Department of Radiation Oncology, Massachusetts General Hospital and Harvard Medical School, Boston, MA 02114, USA.
Phys Med Biol. 2012 Jun 7;57(11):3281-93. doi: 10.1088/0031-9155/57/11/3281. Epub 2012 May 9.
A key task within all Monte Carlo particle transport codes is 'navigation', the calculation to determine at each particle step what volume the particle may be leaving and what volume the particle may be entering. Navigation should be optimized to the specific geometry at hand. For patient dose calculation, this geometry generally involves voxelized computed tomography (CT) data. We investigated the efficiency of navigation algorithms on currently available voxel geometry parameterizations in the Monte Carlo simulation package Geant4: G4VPVParameterisation, G4VNestedParameterisation and G4PhantomParameterisation, the last with and without boundary skipping, a method where neighboring voxels with the same Hounsfield unit are combined into one larger voxel. A fourth parameterization approach (MGHParameterization), developed in-house before the latter two parameterizations became available in Geant4, was also included in this study. All simulations were performed using TOPAS, a tool for particle simulations layered on top of Geant4. Runtime comparisons were made on three distinct patient CT data sets: a head and neck, a liver and a prostate patient. We included an additional version of these three patients where all voxels, including the air voxels outside of the patient, were uniformly set to water in the runtime study. The G4VPVParameterisation offers two optimization options. One option has a 60-150 times slower simulation speed. The other is compatible in speed but requires 15-19 times more memory compared to the other parameterizations. We found the average CPU time used for the simulation relative to G4VNestedParameterisation to be 1.014 for G4PhantomParameterisation without boundary skipping and 1.015 for MGHParameterization. The average runtime ratio for G4PhantomParameterisation with and without boundary skipping for our heterogeneous data was equal to 0.97: 1. The calculated dose distributions agreed with the reference distribution for all but the G4PhantomParameterisation with boundary skipping for the head and neck patient. The maximum memory usage ranged from 0.8 to 1.8 GB depending on the CT volume independent of parameterizations, except for the 15-19 times greater memory usage with the G4VPVParameterisation when using the option with a higher simulation speed. The G4VNestedParameterisation was selected as the preferred choice for the patient geometries and treatment plans studied.

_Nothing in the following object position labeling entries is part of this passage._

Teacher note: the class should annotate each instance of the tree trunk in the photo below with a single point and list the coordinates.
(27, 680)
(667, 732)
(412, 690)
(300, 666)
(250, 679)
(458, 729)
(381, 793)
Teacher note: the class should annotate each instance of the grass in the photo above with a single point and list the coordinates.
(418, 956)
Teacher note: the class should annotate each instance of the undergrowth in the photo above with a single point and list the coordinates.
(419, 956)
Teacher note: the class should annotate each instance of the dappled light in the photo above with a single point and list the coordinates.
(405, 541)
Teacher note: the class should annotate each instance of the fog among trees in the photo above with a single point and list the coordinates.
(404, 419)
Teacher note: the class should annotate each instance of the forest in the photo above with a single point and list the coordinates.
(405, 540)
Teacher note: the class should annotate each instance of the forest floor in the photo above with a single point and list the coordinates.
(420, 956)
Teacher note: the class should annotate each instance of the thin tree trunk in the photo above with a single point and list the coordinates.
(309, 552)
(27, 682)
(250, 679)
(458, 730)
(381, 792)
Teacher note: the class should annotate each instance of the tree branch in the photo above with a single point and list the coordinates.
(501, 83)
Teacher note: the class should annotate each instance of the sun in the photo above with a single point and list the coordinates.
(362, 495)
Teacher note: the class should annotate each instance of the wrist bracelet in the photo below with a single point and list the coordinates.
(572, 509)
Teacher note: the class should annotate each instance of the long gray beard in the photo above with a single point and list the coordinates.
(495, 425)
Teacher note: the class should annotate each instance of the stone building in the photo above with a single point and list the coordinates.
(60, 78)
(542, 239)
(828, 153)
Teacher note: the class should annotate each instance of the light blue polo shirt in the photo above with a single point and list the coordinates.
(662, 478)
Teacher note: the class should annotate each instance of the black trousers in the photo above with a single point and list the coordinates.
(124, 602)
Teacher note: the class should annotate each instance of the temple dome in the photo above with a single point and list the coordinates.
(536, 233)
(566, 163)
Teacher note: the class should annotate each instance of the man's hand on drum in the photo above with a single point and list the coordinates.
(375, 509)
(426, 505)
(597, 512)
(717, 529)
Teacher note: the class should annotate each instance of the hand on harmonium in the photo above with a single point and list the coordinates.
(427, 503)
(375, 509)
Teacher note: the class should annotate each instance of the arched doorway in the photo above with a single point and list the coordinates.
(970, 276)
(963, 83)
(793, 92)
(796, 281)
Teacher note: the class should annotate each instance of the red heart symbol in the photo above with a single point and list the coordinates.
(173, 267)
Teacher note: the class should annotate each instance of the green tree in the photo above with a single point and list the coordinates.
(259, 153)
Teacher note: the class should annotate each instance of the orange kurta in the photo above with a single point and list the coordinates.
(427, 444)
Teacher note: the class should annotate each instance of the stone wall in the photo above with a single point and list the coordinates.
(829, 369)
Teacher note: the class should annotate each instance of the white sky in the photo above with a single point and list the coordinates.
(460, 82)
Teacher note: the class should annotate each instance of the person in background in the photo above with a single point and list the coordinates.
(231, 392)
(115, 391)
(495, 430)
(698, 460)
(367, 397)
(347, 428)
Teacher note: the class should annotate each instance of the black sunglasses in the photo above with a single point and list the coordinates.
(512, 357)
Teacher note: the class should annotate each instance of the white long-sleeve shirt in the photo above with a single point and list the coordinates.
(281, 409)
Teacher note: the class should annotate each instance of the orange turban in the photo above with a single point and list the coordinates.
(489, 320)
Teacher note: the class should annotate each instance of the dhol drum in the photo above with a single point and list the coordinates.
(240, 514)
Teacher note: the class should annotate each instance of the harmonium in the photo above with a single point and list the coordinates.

在所有蒙特卡罗粒子输运代码中,一个关键任务是“导航”,即计算粒子在每一步可能离开的体积和可能进入的体积。导航应该针对当前的特定几何形状进行优化。对于患者剂量计算,这种几何形状通常涉及体素化计算机断层扫描(CT)数据。我们研究了在蒙特卡罗模拟包 Geant4 中当前可用的体素几何参数化的导航算法的效率:G4VPVParameterisation、G4VNestedParameterisation 和 G4PhantomParameterisation,最后一个带有和不带有边界跳过,这是一种将具有相同亨氏单位的相邻体素组合成一个更大体素的方法。在 Geant4 中可用的后两种参数化方法之前,我们还开发了第四种参数化方法(MGHParameterization),也包括在本研究中。所有模拟都是使用 TOPAS 进行的,TOPAS 是一个位于 Geant4 之上的粒子模拟工具。在三个不同的患者 CT 数据集上进行了运行时比较:头部和颈部、肝脏和前列腺患者。我们还包括了这些三个患者的一个附加版本,其中所有体素,包括患者外部的空气体素,在运行时研究中都均匀地设置为水。G4VPVParameterisation 提供了两种优化选项。一种选项的模拟速度慢 60-150 倍。另一种选项在速度上兼容,但与其他参数化相比,需要 15-19 倍的内存。我们发现,相对于 G4VNestedParameterisation,模拟使用的平均 CPU 时间对于没有边界跳过的 G4PhantomParameterisation 为 1.014,对于 MGHParameterization 为 1.015。对于我们的异构数据,G4PhantomParameterisation 有和没有边界跳过的平均运行时比率相等,为 0.97:1。除了头部和颈部患者的 G4PhantomParameterisation 带有边界跳过的情况外,所有患者的计算剂量分布都与参考分布一致。最大内存使用量范围为 0.8 到 1.8GB,与 CT 体积无关,除了使用更高模拟速度选项时 G4VPVParameterisation 的 15-19 倍更大内存使用量。G4VNestedParameterisation 被选为研究的患者几何形状和治疗计划的首选。